Folks are back from holiday, the heatwave is over and it’s time for some serious consideration of the investment scene. One question is whether it is best to stay in cash (or cash equivalents such as bonds that are paying a high interest rate) or buy some stock market shares. An article by Ian Cowie published by the AIC makes the case for investments versus cash – see https://theaic.turtl.co/story/compass-september-2023/page/3 . But the AIC does of course have a vested interest in promoting the latter.
With interest on bank deposits rising even instant access saving accounts are paying up to 5% p.a. and National Savings & Investments are now offering a market-leading 6.2% Guaranteed Growth Bond if you can tie up your money for one year.

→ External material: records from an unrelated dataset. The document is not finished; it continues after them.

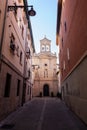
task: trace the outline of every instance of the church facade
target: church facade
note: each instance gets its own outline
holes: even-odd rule
[[[57,96],[57,56],[51,52],[51,40],[40,40],[40,53],[32,58],[33,96]]]

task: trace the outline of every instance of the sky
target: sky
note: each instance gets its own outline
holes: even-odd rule
[[[31,16],[32,32],[36,53],[40,52],[40,40],[45,36],[51,40],[51,51],[58,53],[56,45],[57,0],[28,0],[36,11]]]

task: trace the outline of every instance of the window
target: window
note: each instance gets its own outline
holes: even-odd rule
[[[44,64],[44,66],[47,66],[47,64]]]
[[[68,59],[68,61],[70,60],[69,48],[67,48],[67,59]]]
[[[28,89],[27,89],[27,95],[29,95],[29,89],[30,89],[30,87],[29,87],[29,85],[28,85]]]
[[[64,22],[64,28],[65,28],[65,32],[66,32],[67,31],[66,22]]]
[[[18,79],[18,82],[17,82],[17,96],[19,96],[19,93],[20,93],[20,80]]]
[[[22,26],[22,38],[24,39],[24,27]]]
[[[20,52],[20,64],[22,64],[22,51]]]
[[[44,71],[44,78],[47,78],[47,77],[48,77],[48,70],[45,69],[45,71]]]
[[[10,86],[11,86],[11,75],[9,73],[7,73],[6,82],[5,82],[4,97],[9,97],[9,95],[10,95]]]
[[[17,51],[17,56],[19,57],[19,46],[18,45],[17,45],[16,51]]]
[[[1,9],[0,9],[0,19],[1,19]]]
[[[63,62],[63,70],[66,69],[66,66],[65,66],[65,61]]]
[[[14,3],[15,6],[17,6],[16,3]],[[15,16],[15,20],[17,21],[17,9],[14,10],[14,16]]]
[[[62,37],[62,47],[63,47],[63,37]]]

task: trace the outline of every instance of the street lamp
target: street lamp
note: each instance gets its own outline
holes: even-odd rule
[[[35,16],[36,15],[36,11],[33,9],[33,5],[28,5],[28,6],[23,6],[23,5],[16,5],[16,3],[14,3],[15,5],[9,5],[8,6],[8,11],[17,11],[18,8],[27,8],[27,7],[31,7],[31,9],[28,11],[28,15],[30,16]]]

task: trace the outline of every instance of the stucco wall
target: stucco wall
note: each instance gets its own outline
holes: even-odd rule
[[[87,124],[87,56],[62,84],[66,104]]]

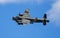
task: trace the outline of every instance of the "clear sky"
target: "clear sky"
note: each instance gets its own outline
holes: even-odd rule
[[[59,2],[60,0],[0,0],[0,38],[60,38]],[[47,13],[50,23],[46,26],[42,23],[18,25],[12,17],[19,12],[24,13],[26,8],[30,9],[32,17],[43,18],[44,13]]]

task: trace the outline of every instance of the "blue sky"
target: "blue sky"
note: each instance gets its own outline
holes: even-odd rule
[[[0,0],[0,38],[60,38],[59,2],[60,0]],[[43,18],[44,13],[47,13],[50,23],[46,26],[42,23],[18,25],[12,17],[19,12],[23,13],[26,8],[30,8],[32,17]]]

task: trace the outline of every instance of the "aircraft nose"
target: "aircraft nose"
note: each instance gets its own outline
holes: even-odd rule
[[[16,18],[15,18],[15,17],[13,17],[12,19],[13,19],[13,20],[16,20]]]

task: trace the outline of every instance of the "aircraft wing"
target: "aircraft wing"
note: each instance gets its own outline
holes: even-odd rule
[[[43,22],[43,20],[36,19],[36,18],[27,18],[27,20],[30,20],[31,22]]]

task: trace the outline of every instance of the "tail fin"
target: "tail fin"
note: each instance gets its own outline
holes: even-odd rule
[[[43,25],[46,25],[47,22],[49,22],[49,20],[47,20],[47,14],[44,14],[44,20],[43,20]]]

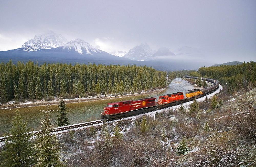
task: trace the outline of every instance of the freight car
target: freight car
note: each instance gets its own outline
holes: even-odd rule
[[[189,78],[196,79],[198,77],[185,76]],[[213,85],[202,89],[196,89],[187,91],[186,96],[183,92],[179,92],[159,96],[156,103],[156,99],[150,97],[135,100],[128,100],[108,104],[107,106],[101,113],[101,118],[106,121],[120,119],[131,115],[153,111],[157,109],[166,108],[193,100],[209,94],[219,88],[218,81],[208,78],[202,78],[202,80],[212,83]]]

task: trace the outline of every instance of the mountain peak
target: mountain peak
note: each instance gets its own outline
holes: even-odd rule
[[[67,43],[63,47],[62,49],[69,51],[73,50],[81,54],[85,53],[92,55],[93,53],[101,53],[102,52],[100,49],[80,38],[72,40]]]
[[[30,52],[48,49],[63,46],[68,41],[60,34],[52,31],[41,35],[36,35],[34,39],[28,40],[18,50]]]
[[[168,48],[163,47],[159,48],[151,56],[155,57],[162,56],[175,56],[175,55],[170,51]]]
[[[123,57],[132,60],[144,60],[155,52],[155,50],[152,50],[147,44],[145,43],[137,45],[130,49]]]

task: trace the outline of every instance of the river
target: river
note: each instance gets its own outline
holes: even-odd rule
[[[120,96],[119,98],[109,99],[96,101],[91,101],[73,103],[68,103],[67,115],[70,124],[81,123],[87,122],[90,118],[95,117],[97,119],[100,119],[100,113],[108,103],[128,100],[134,100],[139,98],[154,97],[158,98],[159,96],[167,94],[182,92],[185,93],[187,90],[194,89],[193,86],[186,81],[179,78],[175,78],[163,92],[152,94],[138,95],[133,97],[126,97]],[[49,118],[52,119],[52,123],[54,123],[56,115],[58,113],[58,105],[49,106],[49,110],[53,111],[50,113]],[[28,126],[33,128],[35,130],[39,125],[38,123],[40,118],[45,118],[44,113],[41,111],[45,110],[45,106],[30,107],[20,108],[0,109],[0,137],[3,133],[9,132],[9,129],[12,125],[12,120],[15,115],[15,111],[18,109],[24,118],[24,121],[27,121]]]

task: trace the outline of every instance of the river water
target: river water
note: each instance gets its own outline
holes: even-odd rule
[[[103,100],[73,103],[68,103],[67,115],[70,124],[79,123],[87,122],[88,119],[93,116],[97,119],[100,119],[100,113],[107,104],[114,102],[129,100],[135,100],[153,97],[158,98],[160,96],[167,94],[182,92],[185,94],[187,90],[194,89],[193,86],[186,81],[179,78],[175,78],[163,92],[150,94],[140,95],[136,96],[126,97],[120,96],[120,97],[114,99]],[[9,129],[12,125],[12,120],[15,115],[15,111],[18,109],[24,121],[27,121],[28,126],[32,127],[35,130],[39,125],[38,123],[40,118],[44,118],[44,113],[42,110],[46,110],[45,106],[31,107],[20,108],[18,109],[0,109],[0,137],[3,133],[9,132]],[[53,110],[50,113],[49,118],[53,120],[51,123],[55,123],[56,115],[58,113],[58,105],[49,106],[49,110]]]

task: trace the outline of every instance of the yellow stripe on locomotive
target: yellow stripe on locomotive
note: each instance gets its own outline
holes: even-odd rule
[[[200,89],[196,89],[186,91],[186,97],[191,98],[203,95],[204,93]]]

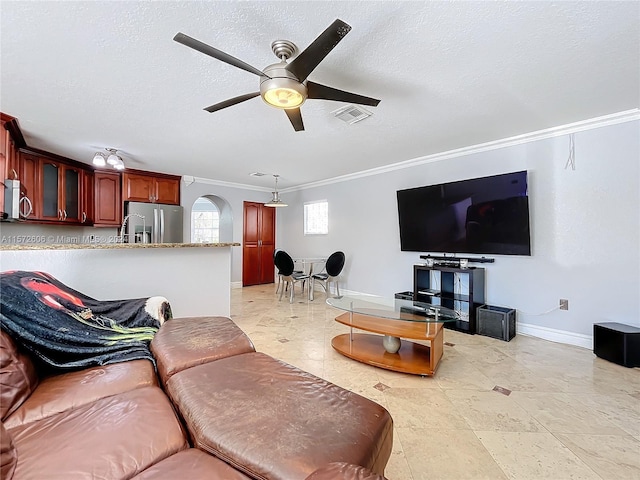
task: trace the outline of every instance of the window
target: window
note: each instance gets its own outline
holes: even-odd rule
[[[220,241],[220,211],[207,198],[198,198],[191,209],[191,241],[193,243]]]
[[[329,233],[329,202],[307,202],[304,204],[304,234],[326,235]]]

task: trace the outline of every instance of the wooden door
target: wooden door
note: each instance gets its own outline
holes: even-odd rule
[[[273,283],[276,214],[262,203],[244,202],[242,285]]]

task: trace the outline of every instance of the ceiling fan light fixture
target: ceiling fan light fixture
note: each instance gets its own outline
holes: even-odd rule
[[[307,99],[307,87],[295,78],[283,66],[277,63],[265,68],[265,73],[271,78],[265,78],[260,83],[262,99],[276,108],[298,108]]]

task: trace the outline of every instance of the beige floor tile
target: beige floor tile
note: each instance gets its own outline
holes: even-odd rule
[[[605,480],[640,479],[640,441],[632,436],[556,435]]]
[[[273,285],[233,289],[232,318],[258,351],[389,410],[390,480],[640,480],[639,369],[535,337],[447,329],[451,345],[433,377],[383,370],[331,347],[349,329],[320,297],[289,304]]]
[[[384,391],[393,421],[400,428],[470,430],[453,403],[440,390],[390,388]]]
[[[505,432],[545,431],[531,415],[502,393],[446,390],[445,395],[472,430]]]
[[[398,428],[397,431],[414,480],[507,478],[470,430]]]
[[[476,432],[476,435],[510,479],[600,479],[550,433]]]
[[[566,393],[513,392],[510,397],[552,433],[624,435],[606,415]]]

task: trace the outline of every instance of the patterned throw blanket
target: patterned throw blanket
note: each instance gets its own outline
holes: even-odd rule
[[[100,301],[43,272],[0,274],[0,326],[56,369],[146,358],[171,308],[164,297]]]

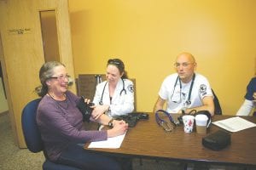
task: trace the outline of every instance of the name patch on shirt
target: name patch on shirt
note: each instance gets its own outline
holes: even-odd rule
[[[207,94],[207,85],[205,84],[201,84],[200,85],[200,93],[201,94],[201,96],[204,96]]]

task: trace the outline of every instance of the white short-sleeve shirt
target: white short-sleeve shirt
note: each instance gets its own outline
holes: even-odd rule
[[[159,91],[161,99],[167,100],[166,111],[177,113],[182,108],[192,108],[202,105],[202,99],[206,96],[213,96],[208,80],[198,73],[195,73],[195,80],[191,86],[192,80],[183,83],[178,79],[177,73],[172,74],[166,77]],[[189,99],[189,94],[191,88],[191,95]],[[186,101],[190,102],[186,102]],[[187,103],[187,104],[186,104]],[[189,103],[188,105],[188,103]]]

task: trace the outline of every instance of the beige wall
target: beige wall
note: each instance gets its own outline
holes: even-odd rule
[[[107,60],[119,57],[136,78],[137,110],[151,111],[175,57],[188,51],[233,115],[254,76],[255,7],[254,0],[69,1],[75,74],[104,73]]]

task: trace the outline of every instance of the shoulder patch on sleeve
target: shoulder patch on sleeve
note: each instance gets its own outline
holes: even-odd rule
[[[207,85],[201,84],[200,85],[200,93],[202,96],[207,94]]]

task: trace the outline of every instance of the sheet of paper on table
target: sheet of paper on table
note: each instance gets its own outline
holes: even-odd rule
[[[91,142],[88,148],[119,148],[122,144],[125,136],[125,133],[113,138],[108,138],[107,140]]]
[[[212,124],[233,133],[256,127],[255,123],[247,121],[240,116],[216,121],[212,122]]]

But inflation is still higher than the interest you’ll get. For example, the official Consumer Prices Index (CPI) increased 6.8% in the year to July – the most recent figure from the Office for National Statistics (ONS). If inflation remained at that level, the real value of money would be halved in just over ten years as Cowie’s article reports.

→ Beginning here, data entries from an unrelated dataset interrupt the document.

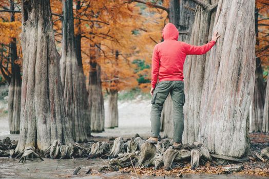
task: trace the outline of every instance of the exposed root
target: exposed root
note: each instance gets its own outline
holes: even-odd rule
[[[50,157],[51,159],[71,159],[74,157],[81,156],[84,150],[79,144],[73,144],[65,145],[62,145],[59,140],[55,140],[51,145],[45,151],[45,158]]]
[[[44,160],[38,154],[35,153],[34,150],[35,150],[35,148],[33,146],[29,146],[26,148],[18,162],[25,163],[26,160],[29,160],[29,158],[32,158],[33,156],[43,161]],[[28,158],[27,158],[27,157]]]
[[[163,164],[165,170],[172,169],[172,164],[179,153],[178,150],[168,148],[163,153]]]
[[[91,146],[91,152],[87,160],[100,157],[107,154],[109,151],[109,144],[105,142],[98,142]]]
[[[155,165],[153,157],[156,154],[156,147],[154,144],[145,142],[141,146],[141,153],[136,166],[139,167],[149,167]]]

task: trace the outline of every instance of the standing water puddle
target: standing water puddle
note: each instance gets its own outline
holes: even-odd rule
[[[52,160],[44,159],[44,161],[34,159],[33,161],[26,161],[25,163],[18,163],[18,160],[0,158],[0,178],[134,178],[134,173],[122,173],[121,172],[99,173],[98,170],[105,165],[100,159],[86,160],[85,159]],[[82,169],[77,175],[73,174],[75,169]],[[91,169],[94,175],[86,174]],[[140,176],[140,178],[164,178],[163,176]],[[165,178],[174,178],[165,176]],[[183,178],[193,179],[253,179],[267,178],[266,177],[249,175],[198,175],[183,174]]]

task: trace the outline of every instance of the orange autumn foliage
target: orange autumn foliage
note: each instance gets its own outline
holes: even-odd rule
[[[256,56],[261,58],[262,65],[267,67],[269,65],[269,4],[266,0],[256,0],[256,5],[258,10]]]

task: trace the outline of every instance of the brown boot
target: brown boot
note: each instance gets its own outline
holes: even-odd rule
[[[155,137],[150,137],[148,138],[146,142],[149,142],[150,143],[153,144],[157,144],[158,143],[158,138]]]

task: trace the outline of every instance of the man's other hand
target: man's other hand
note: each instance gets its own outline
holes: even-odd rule
[[[213,33],[213,36],[212,36],[212,40],[214,40],[215,41],[217,41],[217,40],[218,39],[218,38],[220,37],[220,35],[218,35],[218,31],[216,31]]]
[[[153,87],[151,87],[151,89],[150,89],[150,95],[151,95],[151,96],[153,96],[153,91],[154,91],[154,88]]]

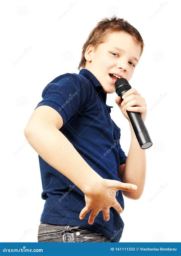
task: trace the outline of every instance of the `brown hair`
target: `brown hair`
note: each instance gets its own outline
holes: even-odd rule
[[[86,42],[82,47],[82,57],[79,63],[78,69],[84,68],[86,60],[84,54],[86,50],[89,45],[94,47],[95,50],[100,43],[105,41],[106,37],[109,34],[120,31],[124,31],[131,35],[134,38],[137,45],[139,45],[141,48],[141,52],[139,58],[141,56],[144,46],[143,40],[140,34],[137,30],[131,25],[126,20],[120,18],[115,15],[112,18],[105,18],[98,22],[96,26],[90,32]]]

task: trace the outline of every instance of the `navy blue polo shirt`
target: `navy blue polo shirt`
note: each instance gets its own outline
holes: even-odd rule
[[[50,82],[43,90],[42,99],[36,107],[46,105],[57,111],[63,121],[60,130],[89,166],[104,178],[121,181],[119,167],[125,163],[126,156],[120,143],[120,129],[110,116],[113,106],[106,103],[107,95],[92,73],[82,69],[78,74],[66,73]],[[119,242],[124,228],[119,213],[110,207],[110,219],[105,221],[100,211],[92,225],[88,223],[91,211],[80,220],[80,213],[86,205],[84,193],[39,155],[39,159],[42,198],[45,200],[40,221],[80,226]],[[121,190],[117,192],[116,198],[124,209]]]

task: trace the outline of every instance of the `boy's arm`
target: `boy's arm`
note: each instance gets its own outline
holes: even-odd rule
[[[131,134],[130,147],[126,164],[120,165],[119,176],[122,182],[135,184],[137,187],[135,192],[122,191],[126,197],[138,199],[141,196],[146,177],[146,155],[145,149],[142,149],[135,135],[131,123],[129,122]]]
[[[62,118],[57,111],[48,106],[40,106],[34,111],[24,133],[29,144],[45,161],[85,194],[103,178],[59,130],[63,124]]]

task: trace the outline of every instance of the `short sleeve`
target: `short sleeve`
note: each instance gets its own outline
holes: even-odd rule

Should you put your money into high-yielding FTSE-100 big oil and mining companies instead? Some are yielding more than 4% with potential growth on top of that which you can simply add to get the likely long-term yield. In addition, company profits are effectively inflation proofed. If inflation is rampant their sales and profits rise in unison.
Historically, shares have beaten bonds and cash as investments in the long-term. But you can see in the short-term that there are now good places to keep your spare cash until the stock market picks up.